I once had a migraine patient who refused to believe that thermal biofeedback would help. Very quickly, I refused to treat her because she didn't do her homework. She then spent $5,000 at a famous headache clinic in Boston, but they could find nothing wrong and advised her to return to my office. Again, she was soon ejected for failure to follow the homework requirements, so she spent $7,000 for a workup at a famous headache clinic in New York City. They, too, could find nothing, but this time she didn't return. Some months later she was in the local ER in complete collapse of self-regulation.

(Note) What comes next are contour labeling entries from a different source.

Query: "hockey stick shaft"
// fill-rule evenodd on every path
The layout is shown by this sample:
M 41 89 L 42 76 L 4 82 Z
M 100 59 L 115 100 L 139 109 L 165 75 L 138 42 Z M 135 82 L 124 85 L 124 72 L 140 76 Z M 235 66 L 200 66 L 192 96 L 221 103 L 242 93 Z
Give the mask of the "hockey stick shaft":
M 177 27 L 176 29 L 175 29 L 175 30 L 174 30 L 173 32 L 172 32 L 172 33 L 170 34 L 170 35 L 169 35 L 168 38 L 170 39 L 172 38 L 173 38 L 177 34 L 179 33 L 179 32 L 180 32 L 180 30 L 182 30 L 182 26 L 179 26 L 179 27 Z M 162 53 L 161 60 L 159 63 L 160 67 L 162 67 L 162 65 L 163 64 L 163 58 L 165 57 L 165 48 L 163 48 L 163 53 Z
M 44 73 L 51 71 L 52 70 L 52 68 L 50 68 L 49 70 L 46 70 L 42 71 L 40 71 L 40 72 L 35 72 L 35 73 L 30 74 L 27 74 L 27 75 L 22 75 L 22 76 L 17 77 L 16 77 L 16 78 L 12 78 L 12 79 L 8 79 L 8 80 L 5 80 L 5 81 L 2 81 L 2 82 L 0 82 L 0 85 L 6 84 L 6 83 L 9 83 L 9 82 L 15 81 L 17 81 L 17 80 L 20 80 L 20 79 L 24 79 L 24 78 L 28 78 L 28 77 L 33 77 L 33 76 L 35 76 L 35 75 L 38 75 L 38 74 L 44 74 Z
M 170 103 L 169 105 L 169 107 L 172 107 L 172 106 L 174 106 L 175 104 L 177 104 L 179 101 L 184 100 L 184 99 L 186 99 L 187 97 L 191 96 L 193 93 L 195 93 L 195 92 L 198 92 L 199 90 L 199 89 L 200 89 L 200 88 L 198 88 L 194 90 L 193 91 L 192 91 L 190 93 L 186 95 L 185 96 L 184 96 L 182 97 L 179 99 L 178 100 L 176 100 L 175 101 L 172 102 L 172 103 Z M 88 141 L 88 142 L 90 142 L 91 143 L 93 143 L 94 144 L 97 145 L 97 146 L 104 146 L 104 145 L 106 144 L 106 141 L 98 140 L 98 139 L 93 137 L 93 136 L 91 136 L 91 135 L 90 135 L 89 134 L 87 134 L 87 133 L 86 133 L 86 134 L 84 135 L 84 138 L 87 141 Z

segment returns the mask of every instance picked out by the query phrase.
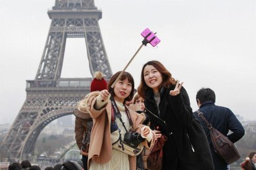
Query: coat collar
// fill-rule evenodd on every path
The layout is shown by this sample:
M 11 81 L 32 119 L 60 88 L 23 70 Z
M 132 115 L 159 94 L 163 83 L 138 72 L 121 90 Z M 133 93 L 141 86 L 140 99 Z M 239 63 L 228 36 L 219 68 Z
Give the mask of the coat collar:
M 200 108 L 202 108 L 202 107 L 207 106 L 207 105 L 215 105 L 215 104 L 211 100 L 207 100 L 207 101 L 203 102 L 201 104 L 201 105 L 200 106 Z

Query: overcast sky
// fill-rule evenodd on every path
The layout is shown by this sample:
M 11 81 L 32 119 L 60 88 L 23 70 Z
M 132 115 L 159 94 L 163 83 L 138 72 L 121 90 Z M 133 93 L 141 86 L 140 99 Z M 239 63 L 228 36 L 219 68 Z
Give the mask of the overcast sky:
M 34 79 L 54 0 L 0 0 L 0 124 L 12 123 L 26 98 L 25 80 Z M 256 119 L 256 1 L 255 0 L 95 0 L 113 73 L 138 49 L 145 28 L 161 42 L 143 47 L 127 71 L 137 87 L 142 65 L 158 60 L 184 82 L 191 107 L 202 87 L 216 104 L 245 119 Z M 68 39 L 62 78 L 92 77 L 83 38 Z

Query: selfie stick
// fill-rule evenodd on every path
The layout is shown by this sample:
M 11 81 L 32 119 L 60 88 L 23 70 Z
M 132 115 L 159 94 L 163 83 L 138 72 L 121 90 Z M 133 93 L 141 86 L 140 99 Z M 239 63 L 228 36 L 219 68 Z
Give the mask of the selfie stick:
M 159 38 L 156 37 L 156 36 L 155 35 L 156 34 L 156 33 L 153 33 L 148 28 L 147 28 L 144 31 L 143 31 L 142 33 L 140 33 L 140 34 L 144 38 L 144 39 L 142 41 L 142 44 L 140 45 L 139 49 L 134 54 L 134 56 L 132 56 L 132 59 L 130 59 L 130 61 L 126 65 L 126 67 L 124 67 L 124 70 L 122 70 L 122 71 L 120 73 L 119 75 L 116 78 L 115 81 L 111 85 L 111 89 L 114 88 L 114 85 L 116 85 L 116 83 L 119 79 L 120 77 L 122 75 L 124 72 L 126 71 L 126 68 L 128 67 L 128 66 L 132 62 L 132 60 L 134 60 L 134 57 L 138 54 L 139 51 L 140 51 L 140 50 L 142 47 L 143 45 L 147 46 L 147 44 L 150 43 L 150 44 L 153 47 L 155 47 L 155 46 L 156 46 L 161 41 L 160 39 L 159 39 Z

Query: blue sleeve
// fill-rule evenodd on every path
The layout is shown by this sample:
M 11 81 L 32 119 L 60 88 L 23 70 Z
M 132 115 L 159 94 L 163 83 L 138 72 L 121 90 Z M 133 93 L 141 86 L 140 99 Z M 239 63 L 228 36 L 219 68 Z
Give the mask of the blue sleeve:
M 244 128 L 231 110 L 230 110 L 228 118 L 228 129 L 233 132 L 233 133 L 228 135 L 228 139 L 233 142 L 234 143 L 238 141 L 244 136 Z
M 189 125 L 193 119 L 193 111 L 190 107 L 189 95 L 185 88 L 181 89 L 181 93 L 176 96 L 169 94 L 169 101 L 173 105 L 174 116 L 181 126 Z

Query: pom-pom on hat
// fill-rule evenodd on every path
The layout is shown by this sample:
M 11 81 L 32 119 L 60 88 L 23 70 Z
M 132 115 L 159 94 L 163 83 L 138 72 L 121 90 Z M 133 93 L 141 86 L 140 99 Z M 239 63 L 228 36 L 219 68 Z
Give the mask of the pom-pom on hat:
M 108 83 L 103 78 L 103 73 L 101 71 L 96 71 L 94 74 L 94 79 L 92 81 L 90 92 L 107 89 L 107 86 Z
M 75 161 L 69 161 L 63 163 L 61 170 L 82 170 L 82 166 Z

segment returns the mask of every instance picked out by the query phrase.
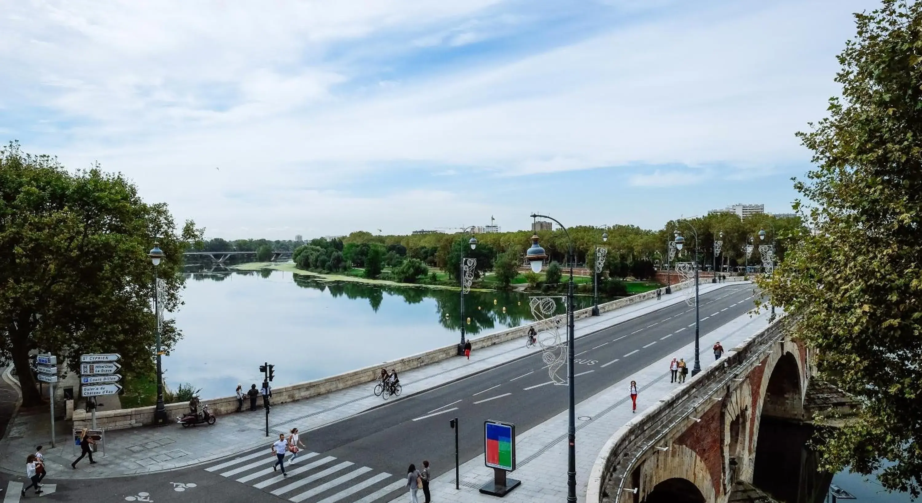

The hospital, upon learning her history, eventually got her chemistry back to normal and discharged her to the care of myself and a local shrink -- an unheard of move in 1978.
She later scored an incredible 99+ on the Zuckerman Sensation-Seeking Scale, and with a little psychotherapy, began to follow my advice -- and avoid both migraines and collapse. Frankly, I can't imagine any value to biofeedback without Training people to the Mastery Model.
In summary, Blanchard (who obviously must have read The Ghost in the Box when it came out, since he gives lip service to concepts like "criteria"), appears to have been fundamentally unaffected by his exposure to the book. Not only is there is no Ghost in the Box, there is no Ghost in the Book, either.